A legal battle between two surfwear companies has led to a rejected takeover bid for one of Australia’s worst performing stocks of 2016.

SurfStitch
SurfStitch

A legal battle between two surfwear companies has led to a rejected takeover bid for one of Australia’s worst performing stocks of 2016.

Surfstitch directors say the will not engage with Coastalwatch and Crown Financial, the suitors behind a $55.4 million takeover bid made amid an ongoing licensing dispute.

In a statement to the ASX, Surfstitch told shareholders yesterday it had received “a number of unsolicited, non-binding and indicative expressions of interest, which are being assessed as part of a strategic review”, adding that the company had hired 333 Capital to advise on its strategic options.

“None of these (offers) is at an advanced stage and there is no assurance that any will lead to a transaction,” Surfstitch said.

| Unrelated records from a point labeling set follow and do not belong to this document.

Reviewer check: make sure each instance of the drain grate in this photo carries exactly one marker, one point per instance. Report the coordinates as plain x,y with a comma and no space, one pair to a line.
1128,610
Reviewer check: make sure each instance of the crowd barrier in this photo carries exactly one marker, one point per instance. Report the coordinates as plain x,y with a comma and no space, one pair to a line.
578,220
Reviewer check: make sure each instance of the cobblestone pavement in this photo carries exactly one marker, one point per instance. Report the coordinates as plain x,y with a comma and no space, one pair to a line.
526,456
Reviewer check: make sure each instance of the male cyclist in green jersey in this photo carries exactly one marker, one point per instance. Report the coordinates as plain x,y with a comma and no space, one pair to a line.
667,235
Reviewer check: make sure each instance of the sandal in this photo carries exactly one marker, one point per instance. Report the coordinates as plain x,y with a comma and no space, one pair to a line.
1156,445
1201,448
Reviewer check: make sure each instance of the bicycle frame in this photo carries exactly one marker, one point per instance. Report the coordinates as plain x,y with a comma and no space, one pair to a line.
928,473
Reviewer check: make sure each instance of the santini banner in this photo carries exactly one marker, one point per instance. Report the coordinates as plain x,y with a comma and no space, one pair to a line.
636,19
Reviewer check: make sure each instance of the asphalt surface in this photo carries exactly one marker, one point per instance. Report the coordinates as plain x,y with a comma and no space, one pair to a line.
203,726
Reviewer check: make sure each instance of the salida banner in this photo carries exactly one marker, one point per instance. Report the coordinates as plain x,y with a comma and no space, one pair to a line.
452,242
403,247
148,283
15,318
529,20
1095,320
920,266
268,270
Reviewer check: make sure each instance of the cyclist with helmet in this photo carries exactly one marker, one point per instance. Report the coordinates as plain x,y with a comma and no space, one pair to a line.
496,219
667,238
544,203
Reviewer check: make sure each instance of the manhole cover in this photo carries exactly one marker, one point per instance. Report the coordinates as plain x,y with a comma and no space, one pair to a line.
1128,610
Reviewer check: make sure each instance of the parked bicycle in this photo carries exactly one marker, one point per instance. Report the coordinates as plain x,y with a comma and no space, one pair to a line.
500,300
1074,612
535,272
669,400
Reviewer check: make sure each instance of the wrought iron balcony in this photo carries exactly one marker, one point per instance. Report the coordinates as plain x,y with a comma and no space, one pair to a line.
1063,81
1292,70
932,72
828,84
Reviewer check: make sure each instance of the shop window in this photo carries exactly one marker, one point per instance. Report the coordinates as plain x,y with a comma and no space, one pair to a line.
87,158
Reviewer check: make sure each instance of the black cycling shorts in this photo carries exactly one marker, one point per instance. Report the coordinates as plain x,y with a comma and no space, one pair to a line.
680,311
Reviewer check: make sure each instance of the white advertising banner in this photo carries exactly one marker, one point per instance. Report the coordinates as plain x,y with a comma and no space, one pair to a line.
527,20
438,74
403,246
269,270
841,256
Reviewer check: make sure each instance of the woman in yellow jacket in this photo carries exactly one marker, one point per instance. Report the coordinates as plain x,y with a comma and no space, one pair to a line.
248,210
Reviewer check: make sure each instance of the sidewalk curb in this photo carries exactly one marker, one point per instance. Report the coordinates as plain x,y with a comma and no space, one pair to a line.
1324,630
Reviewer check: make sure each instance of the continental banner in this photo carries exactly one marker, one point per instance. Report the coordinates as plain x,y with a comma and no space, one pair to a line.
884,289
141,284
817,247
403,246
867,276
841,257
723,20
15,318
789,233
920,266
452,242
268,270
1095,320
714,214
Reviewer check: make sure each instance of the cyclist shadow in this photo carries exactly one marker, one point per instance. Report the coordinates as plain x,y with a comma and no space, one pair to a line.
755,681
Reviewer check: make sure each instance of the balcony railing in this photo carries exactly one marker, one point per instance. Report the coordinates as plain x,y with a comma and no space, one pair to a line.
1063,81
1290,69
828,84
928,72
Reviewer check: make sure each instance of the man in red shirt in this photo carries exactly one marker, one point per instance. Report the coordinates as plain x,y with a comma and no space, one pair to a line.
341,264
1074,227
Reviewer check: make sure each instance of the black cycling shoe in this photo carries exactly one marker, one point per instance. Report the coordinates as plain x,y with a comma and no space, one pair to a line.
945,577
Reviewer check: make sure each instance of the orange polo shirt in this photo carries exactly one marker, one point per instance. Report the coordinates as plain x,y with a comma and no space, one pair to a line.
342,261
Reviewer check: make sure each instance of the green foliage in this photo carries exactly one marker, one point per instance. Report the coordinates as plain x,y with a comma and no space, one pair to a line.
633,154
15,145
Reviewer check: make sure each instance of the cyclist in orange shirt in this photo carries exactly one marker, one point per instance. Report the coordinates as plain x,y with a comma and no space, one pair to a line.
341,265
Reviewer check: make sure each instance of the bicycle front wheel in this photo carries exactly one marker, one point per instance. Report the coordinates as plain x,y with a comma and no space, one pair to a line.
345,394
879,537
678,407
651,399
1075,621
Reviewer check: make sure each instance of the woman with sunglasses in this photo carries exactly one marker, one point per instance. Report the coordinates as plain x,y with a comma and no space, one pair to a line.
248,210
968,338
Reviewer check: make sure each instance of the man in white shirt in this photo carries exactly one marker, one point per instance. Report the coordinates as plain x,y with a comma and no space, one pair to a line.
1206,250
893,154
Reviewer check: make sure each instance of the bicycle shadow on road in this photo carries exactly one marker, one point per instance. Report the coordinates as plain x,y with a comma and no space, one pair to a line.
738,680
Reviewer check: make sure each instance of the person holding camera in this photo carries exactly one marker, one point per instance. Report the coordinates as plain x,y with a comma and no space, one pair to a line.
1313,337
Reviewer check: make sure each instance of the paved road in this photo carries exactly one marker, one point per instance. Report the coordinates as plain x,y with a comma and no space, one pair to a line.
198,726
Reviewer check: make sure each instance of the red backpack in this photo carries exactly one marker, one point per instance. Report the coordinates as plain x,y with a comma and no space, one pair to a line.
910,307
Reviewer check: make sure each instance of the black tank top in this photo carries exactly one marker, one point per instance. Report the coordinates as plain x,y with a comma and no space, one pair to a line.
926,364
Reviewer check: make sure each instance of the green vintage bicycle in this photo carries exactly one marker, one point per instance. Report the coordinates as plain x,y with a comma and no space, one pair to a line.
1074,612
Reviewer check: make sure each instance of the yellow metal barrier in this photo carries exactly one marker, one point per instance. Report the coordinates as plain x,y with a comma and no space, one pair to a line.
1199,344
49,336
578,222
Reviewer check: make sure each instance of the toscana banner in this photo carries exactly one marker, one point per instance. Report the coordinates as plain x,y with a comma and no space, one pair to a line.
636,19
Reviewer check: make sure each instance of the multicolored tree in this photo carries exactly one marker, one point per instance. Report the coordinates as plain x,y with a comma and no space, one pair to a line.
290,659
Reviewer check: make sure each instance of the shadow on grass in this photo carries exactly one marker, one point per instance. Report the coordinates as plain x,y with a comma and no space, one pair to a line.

The board chose to single out the 20c-a-share bid from Coastalwatch, which y owns 10.4 per cent of the company, saying it was “highly conditional” and “does not reflect an appropriate premium” for the retailer.

The board pointed to the 30-day average trading price of 19c.

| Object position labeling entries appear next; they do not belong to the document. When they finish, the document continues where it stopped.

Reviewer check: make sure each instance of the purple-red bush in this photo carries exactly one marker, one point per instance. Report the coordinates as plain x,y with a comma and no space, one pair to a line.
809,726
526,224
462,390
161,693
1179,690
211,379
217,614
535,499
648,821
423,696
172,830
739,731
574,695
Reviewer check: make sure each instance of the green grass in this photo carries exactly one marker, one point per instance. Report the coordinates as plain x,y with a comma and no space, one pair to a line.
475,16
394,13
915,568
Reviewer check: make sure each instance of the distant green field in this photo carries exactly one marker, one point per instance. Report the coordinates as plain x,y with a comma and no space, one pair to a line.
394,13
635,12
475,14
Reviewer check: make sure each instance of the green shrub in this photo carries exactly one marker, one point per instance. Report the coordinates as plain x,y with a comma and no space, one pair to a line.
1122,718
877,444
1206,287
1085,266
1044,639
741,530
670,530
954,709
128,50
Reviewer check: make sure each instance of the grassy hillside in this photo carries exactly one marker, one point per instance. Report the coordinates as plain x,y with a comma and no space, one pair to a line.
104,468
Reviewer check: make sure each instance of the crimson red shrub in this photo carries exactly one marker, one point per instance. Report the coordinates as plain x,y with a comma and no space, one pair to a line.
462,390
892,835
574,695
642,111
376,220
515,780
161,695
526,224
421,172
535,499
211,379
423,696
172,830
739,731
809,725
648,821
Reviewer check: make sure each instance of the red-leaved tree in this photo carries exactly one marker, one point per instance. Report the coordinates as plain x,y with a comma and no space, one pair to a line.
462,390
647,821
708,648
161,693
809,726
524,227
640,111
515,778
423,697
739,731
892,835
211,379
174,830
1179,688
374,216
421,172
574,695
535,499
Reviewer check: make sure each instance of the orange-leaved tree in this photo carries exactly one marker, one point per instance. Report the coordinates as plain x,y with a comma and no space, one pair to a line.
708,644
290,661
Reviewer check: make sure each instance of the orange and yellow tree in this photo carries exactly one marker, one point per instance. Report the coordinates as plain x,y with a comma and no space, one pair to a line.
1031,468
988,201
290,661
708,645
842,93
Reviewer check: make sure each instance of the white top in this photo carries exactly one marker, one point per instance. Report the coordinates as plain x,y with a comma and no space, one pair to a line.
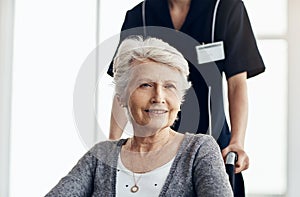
149,183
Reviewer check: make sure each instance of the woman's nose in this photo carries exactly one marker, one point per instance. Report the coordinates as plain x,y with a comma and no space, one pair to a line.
158,95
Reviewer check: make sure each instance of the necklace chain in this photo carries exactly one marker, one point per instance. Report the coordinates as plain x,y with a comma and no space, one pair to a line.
135,187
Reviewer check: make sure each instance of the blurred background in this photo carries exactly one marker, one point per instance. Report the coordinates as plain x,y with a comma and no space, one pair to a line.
43,45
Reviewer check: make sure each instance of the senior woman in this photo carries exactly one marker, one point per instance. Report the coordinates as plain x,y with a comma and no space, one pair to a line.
150,82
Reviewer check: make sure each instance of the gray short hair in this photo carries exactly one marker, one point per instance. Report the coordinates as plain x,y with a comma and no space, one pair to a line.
135,48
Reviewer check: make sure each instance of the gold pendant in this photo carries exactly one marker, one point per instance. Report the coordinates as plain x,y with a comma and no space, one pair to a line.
134,189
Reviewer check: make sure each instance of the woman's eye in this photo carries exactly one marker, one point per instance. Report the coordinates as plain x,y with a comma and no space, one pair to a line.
145,85
170,86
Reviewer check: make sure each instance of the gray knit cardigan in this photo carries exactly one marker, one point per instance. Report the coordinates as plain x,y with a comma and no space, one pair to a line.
197,170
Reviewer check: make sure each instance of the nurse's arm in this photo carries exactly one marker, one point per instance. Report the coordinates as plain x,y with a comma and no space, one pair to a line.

Shares in Surfstitch jumped as much as 14.2 per cent to touch the 20c offer price early in yesterday’s session, but ended the day at 18c.

The offers punctuate a horror year for the company, which sits as the worst performing stock on the All Ordinaries index after losing more than 90 per cent of its value in 2016. The takeover bid also makes for grim reading when the company’s historical market capitalisation is considered — Surfstitch listed in December 2014 with a market cap of $215m, it peaked at $544m last December and now sits at a desultory $51m.

Investors have been left disappointed by a number of guidance downgrades and the unexpected departure of co-founder and chief executive Justin Cameron in March.

Mr Cameron was expected to launch a bid for control of the company following his departure and it is unclear whether he is one of the suitors alluded to by Surfstitch yesterday.

Analysts have abandoned their coverage of Surfstitch, with Morgan Stanley recently signing off with a final note that revealed an underweight rating and a 20c price target.

“Uncertainty around the historical performance and lack of confidence in the level of sustainable revenue was the reason we turned negative,” analyst John Stavliotis said in his final note on Surfstitch.

“In our view, the risks remain high due to a strategy to reduce discounting while the business is burning through cash at an accelerating rate.”

Surfstitch will hold its annual general meeting in Sydney on November 16.